UHB leads the way on clinical research
27 June 2013
UHB is spearheading the trend in a rise in clinical research across the region and the wider NHS, according to a new league table published today.
The Trust has increased the number of studies being carried out from 174 in 2011/12 to 249 in 2012/13 – a 43% increase year-on-year.
Clinical research is a vital part of the work of the NHS, and provides evidence about “what works” so that treatments for patients can be improved. In addition, there is some research evidence to show that patients do better in hospitals and surgeries that do research – even if they don’t actually take part in a study themselves.
Tim Jones, Executive Director of Strategy, Research and Education at UHB, which runs the Queen Elizabeth Hospital Birmingham (QEHB), said: “Clinical trials are a vital part of the Trust’s research work. They provide the foundations for the delivery of excellent care and enable us to be at the forefront of cutting edge treatments for our patients.”
The new league table is published by the National Institute for Health Research Clinical Research Network (the research delivery arm of the NHS). It shows the number of studies done by each NHS Trust in 2012 to 2013, and the number of patients who volunteered to take part in clinical research.
Over half of the 390 NHS Trusts across the country increased the number of clinical research studies done in their hospital last year, contributing to the drive for better treatments for all NHS patients.

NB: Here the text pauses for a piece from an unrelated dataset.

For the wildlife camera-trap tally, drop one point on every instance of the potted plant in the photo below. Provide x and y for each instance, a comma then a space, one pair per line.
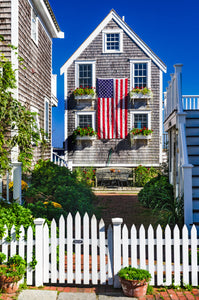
11, 272
134, 281
84, 93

Dr Jonathan Sheffield, chief executive of the National Institute for Health Research Clinical Research Network, said: “Patients always tell us how important it is for the NHS to take part in clinical research. In fact, according to our latest consumer poll, 79 per cent of people think it is important for the NHS to carry out clinical research – whilst less than three per cent think it is unimportant. I would like to congratulate the Trusts in Birmingham for increasing the number of studies they do locally, and helping to bring research opportunities to patients.”
“I would also like to say a big thank you to all the patients who took part in clinical research studies in Trusts across the West Midlands region. Without their help we could not keep improving care, which is what we all want to do.”